Europol says 10,000 migrant children are missing
More than 10,000 unaccompanied migrant children have disappeared in Europe, the EU police agency Europol said on Sunday, fearing many have been whisked into sex trafficking rings or the slave trade.
Europol's news office confirmed the figures published first in the British newspaper the Observer, adding that they covered the last 18-24 months.
The agency's chief of staff Brian Donald said vulnerable children had disappeared from the system after registering with state authorities following their arrival in Europe.
"It's not unreasonable to say that we're looking at 10,000-plus children," Donald said, adding that 5,000 had disappeared in Italy alone.
"Not all of them will be criminally exploited; some might have been passed on to family members. We just don't know where they are, what they're doing or whom they are with."
Donald said there was evidence of a "criminal infrastructure" established over the last 18 months to exploit the migrant flow.
The Observer reported that Europol found evidence of links between smuggling rings bringing people into the EU and human trafficking gangs exploiting migrants for sex and slavery.
"There are prisons in Germany and Hungary where the vast majority of people arrested and placed there are in relation to criminal activity surrounding the migrant crisis," Donald said.
More than 1 million migrants and refugees, many fleeing the Syria conflict, crossed into Europe last year.
"Whether they are registered or not, we’re talking about 270,000 children," Donald told the paper.
"Not all of those are unaccompanied, but we also have evidence that a large proportion might be," he said, adding that 10,000 is likely to be a conservative estimate.
He said many of the children are "visible," and not "spirited away and held in the middle of forests".
Raffaela Milano, Save the Children's Italy-Europe programme director, said that "unaccompanied minors who travel without adults are the most vulnerable group of the migratory flow".
"Many minors, in fact, make themselves 'invisible' to the authorities to enable them to continue their journey in Europe, for fear of being sent back," she said.
The UN children's agency UNICEF also voiced alarm and urged European countries to do more to protect migrant children who are on their own.
"We urgently call for a plan within Europe for unaccompanied and separated children covering family reunification, relocation and other alternatives so that children do not end up being abused and exploited by smugglers and traffickers," it said in a statement.
Many children arrive first on the Greek islands before making the journey to relatives across Europe.
Laura Pappa, president of the Greek charity Meta-Action, a group accompanying children who travel without relatives, said they "face a destiny that is worse than that of the rest of migrants waiting to be relocated".
She said they often have to wait for about seven months to be reunited with relatives and that procedures can be slow and complicated.

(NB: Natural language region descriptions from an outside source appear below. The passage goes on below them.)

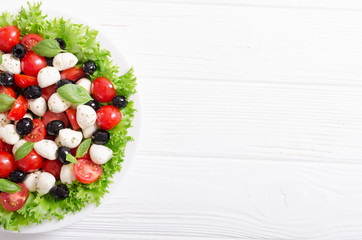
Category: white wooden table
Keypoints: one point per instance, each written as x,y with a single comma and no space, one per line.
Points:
252,119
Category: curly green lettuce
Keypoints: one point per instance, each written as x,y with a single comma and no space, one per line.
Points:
81,41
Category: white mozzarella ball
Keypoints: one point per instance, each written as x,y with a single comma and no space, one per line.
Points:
57,104
100,154
38,106
46,148
45,182
70,138
85,83
63,61
48,76
86,116
10,64
30,181
66,174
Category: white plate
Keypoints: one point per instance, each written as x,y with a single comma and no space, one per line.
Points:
131,148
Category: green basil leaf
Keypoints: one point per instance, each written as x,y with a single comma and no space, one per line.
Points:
8,186
83,148
74,94
71,159
47,48
24,150
6,102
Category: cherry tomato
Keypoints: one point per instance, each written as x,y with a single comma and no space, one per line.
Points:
72,115
9,36
24,81
38,133
108,117
103,90
8,91
15,201
31,163
50,116
19,109
30,40
53,167
72,74
7,164
87,171
48,91
31,64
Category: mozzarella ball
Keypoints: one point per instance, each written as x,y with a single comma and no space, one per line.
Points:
57,104
86,116
10,64
38,106
46,148
63,61
100,154
70,138
48,76
66,174
85,83
30,181
45,182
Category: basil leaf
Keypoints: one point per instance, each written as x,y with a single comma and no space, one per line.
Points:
6,102
8,186
24,150
74,94
47,48
83,148
71,159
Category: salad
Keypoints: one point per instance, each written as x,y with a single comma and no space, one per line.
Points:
64,117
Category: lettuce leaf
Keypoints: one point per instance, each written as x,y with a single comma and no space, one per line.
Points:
81,41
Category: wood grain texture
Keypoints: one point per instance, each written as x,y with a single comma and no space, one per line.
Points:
252,120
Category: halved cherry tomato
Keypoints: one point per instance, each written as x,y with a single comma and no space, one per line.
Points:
15,201
8,91
48,91
50,116
31,163
108,117
19,109
103,90
32,63
87,171
53,167
7,164
30,40
72,115
72,74
38,133
9,36
24,81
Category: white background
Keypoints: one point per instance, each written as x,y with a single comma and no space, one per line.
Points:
252,119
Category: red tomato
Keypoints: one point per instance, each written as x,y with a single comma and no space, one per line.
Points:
30,40
19,109
9,36
72,115
108,117
103,90
38,133
24,81
48,91
72,74
7,164
31,64
53,167
15,201
87,171
31,163
50,116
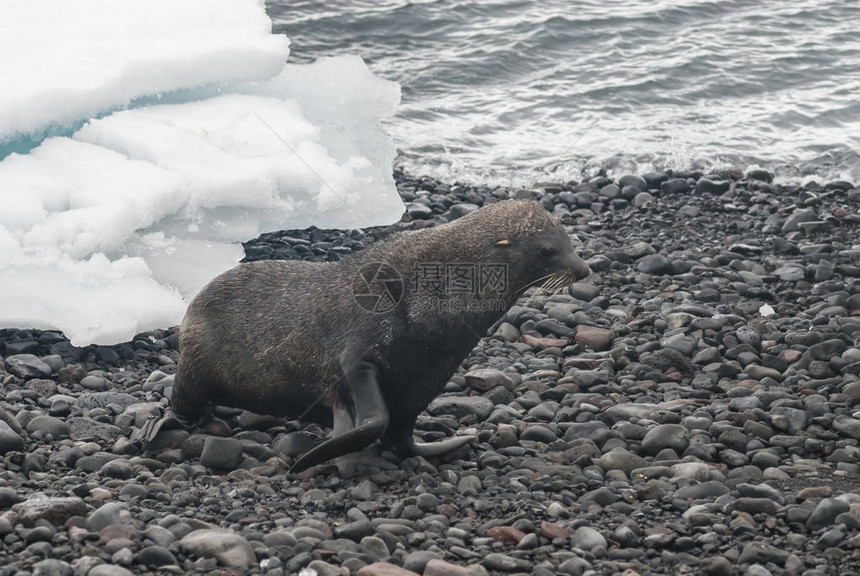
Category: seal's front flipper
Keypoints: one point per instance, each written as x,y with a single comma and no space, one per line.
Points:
405,445
368,412
169,421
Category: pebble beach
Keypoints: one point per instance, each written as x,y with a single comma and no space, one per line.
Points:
693,407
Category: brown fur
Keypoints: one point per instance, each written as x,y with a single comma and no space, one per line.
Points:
272,336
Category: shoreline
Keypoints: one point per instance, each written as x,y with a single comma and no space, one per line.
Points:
694,406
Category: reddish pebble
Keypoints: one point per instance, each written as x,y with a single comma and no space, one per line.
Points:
552,530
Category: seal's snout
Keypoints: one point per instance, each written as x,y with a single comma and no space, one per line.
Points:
577,267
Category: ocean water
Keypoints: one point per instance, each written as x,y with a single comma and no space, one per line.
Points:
517,91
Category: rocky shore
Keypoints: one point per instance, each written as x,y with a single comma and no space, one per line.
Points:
691,408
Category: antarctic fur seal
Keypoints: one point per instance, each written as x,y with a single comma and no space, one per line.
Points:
369,341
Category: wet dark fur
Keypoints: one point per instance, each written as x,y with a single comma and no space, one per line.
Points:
272,336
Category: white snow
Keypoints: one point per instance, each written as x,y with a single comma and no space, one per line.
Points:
111,231
63,60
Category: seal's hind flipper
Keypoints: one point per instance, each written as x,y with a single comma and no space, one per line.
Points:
369,413
155,424
441,447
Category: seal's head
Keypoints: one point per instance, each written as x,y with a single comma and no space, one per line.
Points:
529,240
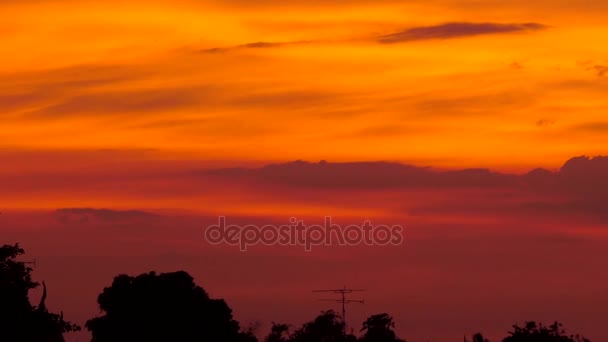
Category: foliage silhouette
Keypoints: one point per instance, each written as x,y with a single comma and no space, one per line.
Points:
278,333
20,321
163,307
478,338
327,327
532,332
379,328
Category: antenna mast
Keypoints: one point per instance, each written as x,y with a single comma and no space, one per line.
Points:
342,300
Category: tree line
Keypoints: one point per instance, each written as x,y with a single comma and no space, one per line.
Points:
170,307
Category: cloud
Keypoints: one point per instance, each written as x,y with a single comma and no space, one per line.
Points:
599,127
456,30
255,45
82,215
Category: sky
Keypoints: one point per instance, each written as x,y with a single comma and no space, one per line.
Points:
462,120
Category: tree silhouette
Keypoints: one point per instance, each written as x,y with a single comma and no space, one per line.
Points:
533,332
20,321
379,328
327,327
278,333
163,307
478,338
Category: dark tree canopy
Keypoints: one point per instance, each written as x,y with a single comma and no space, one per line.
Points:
532,332
20,321
327,327
162,307
278,333
379,328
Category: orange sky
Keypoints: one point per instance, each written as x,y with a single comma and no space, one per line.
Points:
128,104
179,77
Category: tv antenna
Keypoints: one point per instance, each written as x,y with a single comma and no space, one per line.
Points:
342,300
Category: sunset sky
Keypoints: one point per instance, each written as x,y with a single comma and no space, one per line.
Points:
168,113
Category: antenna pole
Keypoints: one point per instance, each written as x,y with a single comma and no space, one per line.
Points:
343,300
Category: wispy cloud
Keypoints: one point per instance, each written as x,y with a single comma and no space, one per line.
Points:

"There are some people that present themselves as uncles and take the children. It's not easy in this mess to cross check the identity of the 'uncle.'"
Pappa said the group has helped 3,000 children reach family, but that it "is not enough".
The UK has said it will take in migrant or refugee children who have been separated from their parents.
Despite the constant risk of death and deportation, migrants continue to stream into Europe, risking their lives to escape poverty, repression and conflict.